Baca Juga: Oppo Saingi iPhone, Rilis Ponsel Layar Datar dengan Bezel Ultra Tipis
Penting untuk diingat bahwa perjalanan Huawei kembali ke puncak tidaklah mudah. Larangan AS sangat membatasi akses mereka terhadap teknologi dan komponen penting.
Namun, Huawei tetap bertahan dengan mengembangkan chipsetnya sendiri dan membangun rantai pasokan baru dengan perusahaan Tiongkok. Dedikasi terhadap kemandirian ini tampaknya selaras dengan konsumen Tiongkok, yang memandang produksi chip dalam negeri sebagai tanda kekuatan nasional.
Huawei juga mempertahankan dominasinya dengan hampir 50% pangsa pasar, diikuti oleh Honor dengan 20,6%. Pasar ponsel pintar China mengalami sedikit penurunan sebesar 3,2% YoY pada kuartal keempat tahun 2024. Ini adalah satu-satunya kuartal di tahun 2024 yang menunjukkan tren negatif.
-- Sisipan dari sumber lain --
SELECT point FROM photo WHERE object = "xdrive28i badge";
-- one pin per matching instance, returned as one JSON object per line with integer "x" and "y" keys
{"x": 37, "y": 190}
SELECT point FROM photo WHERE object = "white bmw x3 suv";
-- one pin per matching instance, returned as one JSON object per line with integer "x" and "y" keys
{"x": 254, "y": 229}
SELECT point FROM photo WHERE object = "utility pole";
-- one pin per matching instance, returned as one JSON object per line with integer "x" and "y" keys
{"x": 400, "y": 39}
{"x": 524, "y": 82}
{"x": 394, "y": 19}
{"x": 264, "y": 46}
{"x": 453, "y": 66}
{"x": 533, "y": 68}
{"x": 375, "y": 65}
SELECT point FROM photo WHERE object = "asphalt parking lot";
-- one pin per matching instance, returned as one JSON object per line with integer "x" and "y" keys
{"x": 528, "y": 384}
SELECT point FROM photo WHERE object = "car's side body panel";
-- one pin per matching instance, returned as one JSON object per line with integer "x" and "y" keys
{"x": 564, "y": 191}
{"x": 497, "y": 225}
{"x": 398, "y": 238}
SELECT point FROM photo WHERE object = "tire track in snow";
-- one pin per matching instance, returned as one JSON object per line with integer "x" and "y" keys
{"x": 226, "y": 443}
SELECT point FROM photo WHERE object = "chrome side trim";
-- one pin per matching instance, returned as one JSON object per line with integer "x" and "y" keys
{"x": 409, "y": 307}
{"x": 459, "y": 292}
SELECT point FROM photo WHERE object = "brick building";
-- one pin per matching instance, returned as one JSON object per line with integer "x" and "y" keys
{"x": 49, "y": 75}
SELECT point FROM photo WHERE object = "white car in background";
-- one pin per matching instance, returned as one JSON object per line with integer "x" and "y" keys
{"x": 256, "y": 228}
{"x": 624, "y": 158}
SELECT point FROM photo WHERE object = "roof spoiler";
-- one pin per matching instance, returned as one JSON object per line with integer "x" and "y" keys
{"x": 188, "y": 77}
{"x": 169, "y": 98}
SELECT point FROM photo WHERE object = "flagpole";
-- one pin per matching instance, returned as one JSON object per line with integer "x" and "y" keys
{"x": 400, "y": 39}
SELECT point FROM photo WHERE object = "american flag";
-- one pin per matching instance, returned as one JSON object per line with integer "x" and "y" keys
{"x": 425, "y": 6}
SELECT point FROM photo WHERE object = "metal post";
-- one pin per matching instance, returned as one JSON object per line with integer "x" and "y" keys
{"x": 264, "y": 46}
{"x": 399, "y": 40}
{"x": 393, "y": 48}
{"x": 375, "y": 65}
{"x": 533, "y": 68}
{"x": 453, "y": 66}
Meskipun demikian, angka tahunan pada tahun 2024 memberikan gambaran yang lebih optimis. Pasar mengalami pertumbuhan sebesar 1,5% dibandingkan tahun sebelumnya, sementara Vivo memimpin pertumbuhan sepanjang tahun sebesar 17,8%, diikuti oleh Huawei (16,3%) dan Xiaomi (15,7%).